The NFL had an easy choice for this week’s AFC Offensive Player of the Week award.
C.J. Stroud won the award for Week 9 after he broke the NFL’s single-game rookie passing record with 470 yards while also tying another NFL rookie record with five touchdown passes in the Houston Texans’ win over the Tampa Bay Buccaneers.

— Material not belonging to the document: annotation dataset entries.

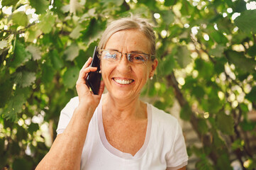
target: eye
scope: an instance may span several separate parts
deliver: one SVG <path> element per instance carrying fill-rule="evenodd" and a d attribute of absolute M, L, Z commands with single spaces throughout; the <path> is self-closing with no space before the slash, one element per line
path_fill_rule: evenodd
<path fill-rule="evenodd" d="M 116 54 L 112 54 L 109 52 L 105 52 L 103 53 L 104 58 L 106 59 L 116 59 Z"/>
<path fill-rule="evenodd" d="M 140 54 L 130 54 L 128 58 L 131 62 L 144 62 L 146 60 L 145 56 Z"/>

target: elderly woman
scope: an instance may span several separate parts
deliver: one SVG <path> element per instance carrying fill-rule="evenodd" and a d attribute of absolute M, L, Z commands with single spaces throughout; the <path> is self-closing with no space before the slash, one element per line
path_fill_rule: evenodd
<path fill-rule="evenodd" d="M 90 57 L 77 81 L 78 97 L 62 110 L 58 135 L 37 169 L 186 169 L 177 120 L 140 100 L 157 66 L 152 26 L 134 16 L 115 21 L 98 50 L 99 94 L 87 86 L 88 73 L 96 70 Z"/>

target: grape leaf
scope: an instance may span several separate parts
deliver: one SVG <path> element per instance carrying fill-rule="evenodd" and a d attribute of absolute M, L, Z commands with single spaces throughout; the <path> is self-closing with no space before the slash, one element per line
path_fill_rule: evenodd
<path fill-rule="evenodd" d="M 28 16 L 23 11 L 14 13 L 11 16 L 11 19 L 13 23 L 18 26 L 26 26 L 28 23 Z"/>
<path fill-rule="evenodd" d="M 67 61 L 73 61 L 79 54 L 79 47 L 77 44 L 70 45 L 65 51 L 64 55 Z"/>
<path fill-rule="evenodd" d="M 55 17 L 51 13 L 48 13 L 41 15 L 39 18 L 40 22 L 38 25 L 38 28 L 44 33 L 49 33 L 52 30 L 55 22 Z"/>
<path fill-rule="evenodd" d="M 186 46 L 179 46 L 174 57 L 182 68 L 185 68 L 192 61 L 190 52 Z"/>
<path fill-rule="evenodd" d="M 39 47 L 30 45 L 26 48 L 30 54 L 32 55 L 32 58 L 34 60 L 38 60 L 41 58 L 41 52 L 40 51 Z"/>
<path fill-rule="evenodd" d="M 64 85 L 72 89 L 76 84 L 79 74 L 79 69 L 77 67 L 68 68 L 62 76 Z"/>
<path fill-rule="evenodd" d="M 79 36 L 82 35 L 80 31 L 82 30 L 84 30 L 84 28 L 80 25 L 78 25 L 71 32 L 71 33 L 69 34 L 69 37 L 71 37 L 73 39 L 79 38 Z"/>
<path fill-rule="evenodd" d="M 217 57 L 221 57 L 224 52 L 226 47 L 221 45 L 217 45 L 217 46 L 209 50 L 209 54 Z"/>
<path fill-rule="evenodd" d="M 236 67 L 247 72 L 255 72 L 256 61 L 245 57 L 243 52 L 228 50 L 226 52 L 228 60 Z"/>
<path fill-rule="evenodd" d="M 18 67 L 31 58 L 31 55 L 28 52 L 23 44 L 18 40 L 16 41 L 13 54 L 13 60 L 11 62 L 11 66 Z"/>
<path fill-rule="evenodd" d="M 221 132 L 232 135 L 234 134 L 234 120 L 231 115 L 228 115 L 225 113 L 219 113 L 217 115 L 217 127 Z"/>
<path fill-rule="evenodd" d="M 245 33 L 256 33 L 256 10 L 245 10 L 235 19 L 235 24 Z"/>
<path fill-rule="evenodd" d="M 35 73 L 27 71 L 15 74 L 15 81 L 18 86 L 24 88 L 30 86 L 36 79 Z"/>
<path fill-rule="evenodd" d="M 0 41 L 0 49 L 4 49 L 4 47 L 6 47 L 7 45 L 8 45 L 8 42 L 6 40 Z"/>
<path fill-rule="evenodd" d="M 35 9 L 37 13 L 43 13 L 48 8 L 48 2 L 45 0 L 29 0 L 30 6 Z"/>
<path fill-rule="evenodd" d="M 1 5 L 3 6 L 15 6 L 18 1 L 18 0 L 2 0 Z"/>

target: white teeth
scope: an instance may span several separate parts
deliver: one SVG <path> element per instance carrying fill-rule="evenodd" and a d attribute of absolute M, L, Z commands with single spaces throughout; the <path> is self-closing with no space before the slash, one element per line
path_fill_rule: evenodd
<path fill-rule="evenodd" d="M 121 84 L 128 84 L 133 82 L 133 80 L 114 79 L 116 82 Z"/>

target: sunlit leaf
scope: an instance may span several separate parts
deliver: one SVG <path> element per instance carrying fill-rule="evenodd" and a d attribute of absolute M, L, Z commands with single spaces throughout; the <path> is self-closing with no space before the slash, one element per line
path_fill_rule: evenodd
<path fill-rule="evenodd" d="M 79 69 L 77 67 L 68 68 L 62 76 L 64 85 L 69 89 L 73 88 L 78 79 Z"/>
<path fill-rule="evenodd" d="M 245 10 L 235 19 L 235 24 L 242 31 L 256 33 L 256 10 Z"/>
<path fill-rule="evenodd" d="M 246 94 L 245 98 L 252 102 L 256 101 L 256 86 L 253 86 L 249 94 Z"/>
<path fill-rule="evenodd" d="M 44 33 L 49 33 L 55 24 L 55 17 L 51 13 L 41 15 L 40 16 L 40 22 L 38 23 L 38 27 Z"/>
<path fill-rule="evenodd" d="M 80 25 L 78 25 L 77 26 L 76 26 L 74 28 L 72 32 L 71 32 L 71 33 L 69 34 L 69 36 L 73 39 L 77 39 L 82 35 L 80 31 L 84 29 L 84 28 L 83 28 Z"/>
<path fill-rule="evenodd" d="M 242 70 L 247 72 L 255 72 L 256 61 L 247 58 L 243 52 L 228 50 L 226 54 L 228 60 Z"/>
<path fill-rule="evenodd" d="M 28 23 L 28 18 L 25 12 L 19 11 L 14 13 L 11 19 L 13 23 L 17 24 L 18 26 L 26 26 Z"/>
<path fill-rule="evenodd" d="M 234 120 L 231 115 L 224 113 L 218 113 L 216 125 L 221 132 L 230 135 L 234 134 Z"/>
<path fill-rule="evenodd" d="M 186 46 L 179 46 L 175 59 L 182 68 L 185 68 L 191 62 L 190 52 Z"/>
<path fill-rule="evenodd" d="M 3 6 L 15 6 L 18 0 L 2 0 L 1 1 L 1 5 Z"/>
<path fill-rule="evenodd" d="M 63 65 L 63 60 L 60 57 L 60 55 L 57 51 L 55 49 L 49 52 L 50 58 L 52 67 L 55 69 L 60 69 Z"/>
<path fill-rule="evenodd" d="M 44 64 L 42 66 L 42 81 L 47 84 L 52 81 L 55 70 L 50 65 Z"/>
<path fill-rule="evenodd" d="M 15 76 L 16 83 L 22 88 L 30 86 L 35 79 L 35 73 L 26 71 L 17 72 Z"/>
<path fill-rule="evenodd" d="M 31 58 L 30 53 L 28 52 L 23 44 L 18 40 L 16 41 L 13 54 L 13 60 L 11 62 L 11 66 L 18 67 Z"/>
<path fill-rule="evenodd" d="M 29 0 L 30 6 L 35 8 L 35 13 L 43 13 L 48 8 L 48 2 L 46 0 Z"/>
<path fill-rule="evenodd" d="M 6 40 L 0 41 L 0 49 L 4 49 L 7 47 L 8 42 Z"/>
<path fill-rule="evenodd" d="M 172 23 L 174 21 L 174 14 L 171 10 L 168 11 L 161 11 L 163 21 L 167 26 L 169 26 L 170 23 Z"/>
<path fill-rule="evenodd" d="M 73 61 L 79 54 L 79 47 L 76 44 L 72 44 L 64 51 L 65 60 L 67 61 Z"/>
<path fill-rule="evenodd" d="M 29 52 L 30 52 L 30 54 L 32 55 L 33 60 L 38 60 L 41 58 L 41 54 L 40 54 L 41 52 L 40 51 L 40 49 L 38 47 L 33 45 L 30 45 L 26 49 Z"/>
<path fill-rule="evenodd" d="M 218 45 L 215 48 L 209 50 L 209 54 L 217 57 L 221 57 L 223 54 L 225 48 L 225 46 Z"/>
<path fill-rule="evenodd" d="M 0 108 L 4 107 L 11 96 L 13 83 L 9 80 L 0 84 Z"/>

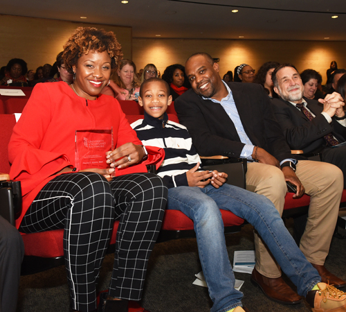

EARNED IT pic.twitter.com/tOvDIlFi51
— Houston Texans (@HoustonTexans) November 8, 2023
His 470 yards against the Buccaneers are the most by an NFL quarterback in any game this season, and he broke the record while leading the Texans on a game-winning drive in which he completed five passes for 75 yards and a touchdown in just 40 seconds.
CJ STROUDDDDDDDDDDDD. #TBvsHOU pic.twitter.com/gW2PMBVIbj
— NFL (@NFL) November 5, 2023
Stroud, who was previously named the NFL Offensive Rookie of the Month for September, is the first player from Ohio State to win an NFL player of the week award this season. He’s now the heavy frontrunner to win the NFL’s Offensive Rookie of the Year award, having thrown for 2,270 yards and 14 touchdowns with only one interception – good for the league’s fourth-best quarterback rating this season – in the Texans’ first eight games.